After that, the winds kicked up and the waves were four 
Feet. We headed on in. 
Their boat is a hoss and makes a smooth ride even in
The roughest chop. 
Calling up stripers by using a stick is a cool thing to witness
Too. You would never believe until you see it for yourself.

Here is a video of my 83 year old mom catching her striper.


----------



## NitroNX898 (Apr 7, 2009)

I was out there too, I seen them loading up. Y'all had a good morning, congrats. We almost stayed out to long because the waves were really bad and the rain was it for me.


----------



## big D. (Apr 10, 2010)

Michael is the man! They've been quiet on the forum lately... That looks like allot of fun!


----------



## hopn (Jul 5, 2012)

Goes to show, the young and old can fish just as well as anyone!! Nice video!!!! Love it!!!


----------



## Roll Tide (May 10, 2014)

Great video! Made me smile!


----------



## lx22f/c (Jun 19, 2009)

Awesome!!! Thanks for sharing.


Sent from my iPhone using Tapatalk


----------



## catchafish (Mar 23, 2014)

Awesome video, thanks for sharing


----------



## Texas~Hunter (Dec 1, 2012)

Thanks all. Mom is enjoying your responses.


----------



## catchafish (Mar 23, 2014)

Texas~Hunter said:


> Thanks all. Mom is enjoying your responses.

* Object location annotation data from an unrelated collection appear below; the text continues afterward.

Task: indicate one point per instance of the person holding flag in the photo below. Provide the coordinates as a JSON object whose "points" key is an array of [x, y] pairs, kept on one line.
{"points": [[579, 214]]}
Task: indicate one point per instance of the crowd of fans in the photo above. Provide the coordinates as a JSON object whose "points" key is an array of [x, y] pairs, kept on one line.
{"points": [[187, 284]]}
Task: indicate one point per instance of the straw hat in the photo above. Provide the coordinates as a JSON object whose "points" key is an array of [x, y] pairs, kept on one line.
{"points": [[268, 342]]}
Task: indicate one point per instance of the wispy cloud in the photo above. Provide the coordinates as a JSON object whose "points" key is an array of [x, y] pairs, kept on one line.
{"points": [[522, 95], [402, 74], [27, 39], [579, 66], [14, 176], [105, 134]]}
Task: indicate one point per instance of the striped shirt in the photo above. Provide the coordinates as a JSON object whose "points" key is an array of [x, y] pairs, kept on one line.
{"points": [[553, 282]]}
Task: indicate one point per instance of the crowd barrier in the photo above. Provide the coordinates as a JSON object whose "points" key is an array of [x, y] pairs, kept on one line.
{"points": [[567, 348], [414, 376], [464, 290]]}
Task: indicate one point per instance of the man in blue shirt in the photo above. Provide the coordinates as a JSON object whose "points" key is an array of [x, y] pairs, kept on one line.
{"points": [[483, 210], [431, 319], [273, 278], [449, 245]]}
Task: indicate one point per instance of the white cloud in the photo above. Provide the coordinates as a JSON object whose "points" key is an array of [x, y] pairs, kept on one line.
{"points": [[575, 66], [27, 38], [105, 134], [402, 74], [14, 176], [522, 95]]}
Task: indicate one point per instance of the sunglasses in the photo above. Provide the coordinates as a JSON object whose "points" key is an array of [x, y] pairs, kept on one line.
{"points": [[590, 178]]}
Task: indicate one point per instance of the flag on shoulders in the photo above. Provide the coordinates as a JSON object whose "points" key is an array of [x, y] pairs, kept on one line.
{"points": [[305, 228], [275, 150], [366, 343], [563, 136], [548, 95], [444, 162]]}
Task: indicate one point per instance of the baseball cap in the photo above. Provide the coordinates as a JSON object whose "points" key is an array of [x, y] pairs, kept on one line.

I bet she enjoys telling everyone how she had show them youngsters how to catch the big FISH!!!!!! Great fishing memories there.


----------



## Torque (May 22, 2004)

Great job taking your mom out. You are going to remember the moment for a long time.


----------



## danmanfish (Jun 17, 2010)

That is awesome. Congrats on making memories. Mike is the man.


----------



## bvpurvis (Feb 24, 2014)

very cool! congrats


----------



## Lake Livingston Adventures (Mar 15, 2013)

Cool Video. I'm glad we were able to put your mom on a nice striper! What a trooper!!!


----------



## Texas~Hunter (Dec 1, 2012)

*thanks*



Lake Livingston Adventures said:


> Cool Video. I'm glad we were able to put your mom on a nice striper! What a trooper!!!


That fish, you and the video is still in her thoughts A LOT. 
she has called everyone to tell them how much fun she had, 
And to send them the video.

Thanks for being such a good guide and person!


----------